At home and Abroad (Part two)

...so I'm back at work now, and feeling energized by either my time off or the three large energy drinks I shotgunned during the ride down south this morning. Once again, I'd like to wish a raging case of crotch crickets to the Connecticut Highway department for their stellar performance in creating traffic jams at 4am on empty highways by coning off 3 lanes to park unused highway equipment in the breakdown lane. S' a great way to increase the local economy by encouraging people to take a leak in town rather than at a rest stop.

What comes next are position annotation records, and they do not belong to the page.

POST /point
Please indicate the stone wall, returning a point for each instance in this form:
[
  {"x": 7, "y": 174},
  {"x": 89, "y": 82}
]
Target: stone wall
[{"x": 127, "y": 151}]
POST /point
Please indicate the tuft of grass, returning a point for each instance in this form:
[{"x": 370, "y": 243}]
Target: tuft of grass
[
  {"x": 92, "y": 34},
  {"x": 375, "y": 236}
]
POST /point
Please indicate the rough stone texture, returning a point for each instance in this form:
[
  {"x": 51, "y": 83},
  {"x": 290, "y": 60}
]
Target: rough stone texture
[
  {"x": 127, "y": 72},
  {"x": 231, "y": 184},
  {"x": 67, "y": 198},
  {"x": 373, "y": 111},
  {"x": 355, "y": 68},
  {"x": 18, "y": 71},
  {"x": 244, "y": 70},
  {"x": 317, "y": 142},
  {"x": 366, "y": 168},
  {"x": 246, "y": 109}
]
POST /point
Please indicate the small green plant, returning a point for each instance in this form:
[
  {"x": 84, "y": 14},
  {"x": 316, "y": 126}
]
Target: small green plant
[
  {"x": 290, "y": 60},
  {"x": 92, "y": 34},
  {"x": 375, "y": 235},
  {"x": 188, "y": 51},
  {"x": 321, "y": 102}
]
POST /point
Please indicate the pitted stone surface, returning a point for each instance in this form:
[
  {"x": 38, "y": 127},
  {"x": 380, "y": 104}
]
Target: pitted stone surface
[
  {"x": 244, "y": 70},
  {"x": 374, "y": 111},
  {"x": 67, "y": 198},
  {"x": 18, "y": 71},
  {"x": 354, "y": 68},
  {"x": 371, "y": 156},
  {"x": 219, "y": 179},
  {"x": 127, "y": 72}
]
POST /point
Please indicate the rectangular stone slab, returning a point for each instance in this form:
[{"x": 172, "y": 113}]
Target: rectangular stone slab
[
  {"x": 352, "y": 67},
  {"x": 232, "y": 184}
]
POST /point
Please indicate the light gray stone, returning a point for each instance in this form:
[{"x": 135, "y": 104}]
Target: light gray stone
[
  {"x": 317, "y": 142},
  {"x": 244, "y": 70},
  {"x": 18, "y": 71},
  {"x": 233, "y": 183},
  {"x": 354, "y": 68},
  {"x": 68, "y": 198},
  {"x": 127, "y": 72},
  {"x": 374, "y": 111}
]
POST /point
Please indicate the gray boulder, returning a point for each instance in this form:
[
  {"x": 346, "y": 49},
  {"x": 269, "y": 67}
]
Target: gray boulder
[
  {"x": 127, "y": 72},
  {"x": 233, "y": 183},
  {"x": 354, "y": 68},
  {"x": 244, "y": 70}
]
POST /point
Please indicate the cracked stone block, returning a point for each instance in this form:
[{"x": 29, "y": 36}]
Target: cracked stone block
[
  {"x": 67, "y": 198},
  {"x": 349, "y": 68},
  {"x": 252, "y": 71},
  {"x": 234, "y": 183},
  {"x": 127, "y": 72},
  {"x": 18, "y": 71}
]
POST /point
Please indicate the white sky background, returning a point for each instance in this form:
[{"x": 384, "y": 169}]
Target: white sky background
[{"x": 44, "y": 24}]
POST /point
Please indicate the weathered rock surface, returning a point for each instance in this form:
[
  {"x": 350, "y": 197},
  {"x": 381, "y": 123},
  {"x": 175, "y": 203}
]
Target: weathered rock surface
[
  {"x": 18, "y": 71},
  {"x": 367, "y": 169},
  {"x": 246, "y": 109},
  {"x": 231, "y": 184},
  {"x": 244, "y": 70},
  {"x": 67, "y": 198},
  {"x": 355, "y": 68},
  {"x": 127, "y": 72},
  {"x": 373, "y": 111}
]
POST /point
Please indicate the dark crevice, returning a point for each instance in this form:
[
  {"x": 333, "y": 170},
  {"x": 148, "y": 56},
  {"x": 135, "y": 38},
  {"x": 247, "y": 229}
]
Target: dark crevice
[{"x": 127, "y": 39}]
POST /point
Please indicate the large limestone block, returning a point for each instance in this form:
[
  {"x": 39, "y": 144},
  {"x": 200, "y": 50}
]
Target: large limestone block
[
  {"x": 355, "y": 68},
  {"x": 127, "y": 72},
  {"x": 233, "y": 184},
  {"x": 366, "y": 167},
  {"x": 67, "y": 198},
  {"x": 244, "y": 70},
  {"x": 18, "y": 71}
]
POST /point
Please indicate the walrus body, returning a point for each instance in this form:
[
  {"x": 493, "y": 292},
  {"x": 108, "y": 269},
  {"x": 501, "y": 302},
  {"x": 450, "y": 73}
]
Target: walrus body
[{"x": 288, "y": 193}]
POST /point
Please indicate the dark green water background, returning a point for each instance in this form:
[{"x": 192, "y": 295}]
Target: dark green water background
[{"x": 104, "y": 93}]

I think that, on reflection, there's no time more stressful than the last days of the wait before a large project comes to fruition. In my case at home, we had two big, expensive issues that have just borne fruit, and the long days of worrying and organizing damn near killed me, or, more accurately, my wife nearly killed me while I was frenetically wrapping things up at home prior to coming back here. In the process, I've gained new insight into my newfound raging case of generalized anxiety, and how that stresses out my family.
I've been writing about finding a balance between work and play, and the particular stresses that I, as a mariner, encounter and deal with (or not, as the case may be) when I return home. The largest new issue I've identified in myself is my tendency to compartmentalize household needs and issues- there's stuff I can do at work and stuff I can do at home, but there's also stuff I should do in one place that sometimes has to be done in the other, and these jobs aren't ones I ask for help with; rather, I just try and manage the issue as I can, and, if I do a piss-poor job, I chalk it up to being part of the price I pay for being out here.
I've been failing to connect the dots when it comes to running my household from work. I've gotten used to doing things without the assistance of my wife at home. Before I was married, I had to organize my life so that the household(and by household, I mean the room that I rented in my buddy's house) could run on autopilot for long periods. While I'm no longer working for months on end, I've been trying to run a household that is now 100% occupied 100% of the time with my wife and kid while I'm away, and doing so using the methods of a bachelor merchant mariner whose worldly assets could fit in the passenger seat of a pickup truck.
From what I gather, a goodly portion of my married friends here tend to let their wives run the household- they ensue that the check gets deposited (not a stunning feat in the days of direct deposit), and hold back beer money, and the wife does most of the heavy lifting at home in seeing the necessary gets seen to. I've been putting off handing over the keys to the treasury to the Mrs... not that there's been a reason for it, but I assumed that it was easier for the native English-speaker to play banker at the B family Monopoly board... and that chomp sound is another assumption biting me on the ass. Like the old fisherman who taught me to catch lobsters used to say "Assumption is the mother of all fuckups." Not so pithy, but it seems he was on to something.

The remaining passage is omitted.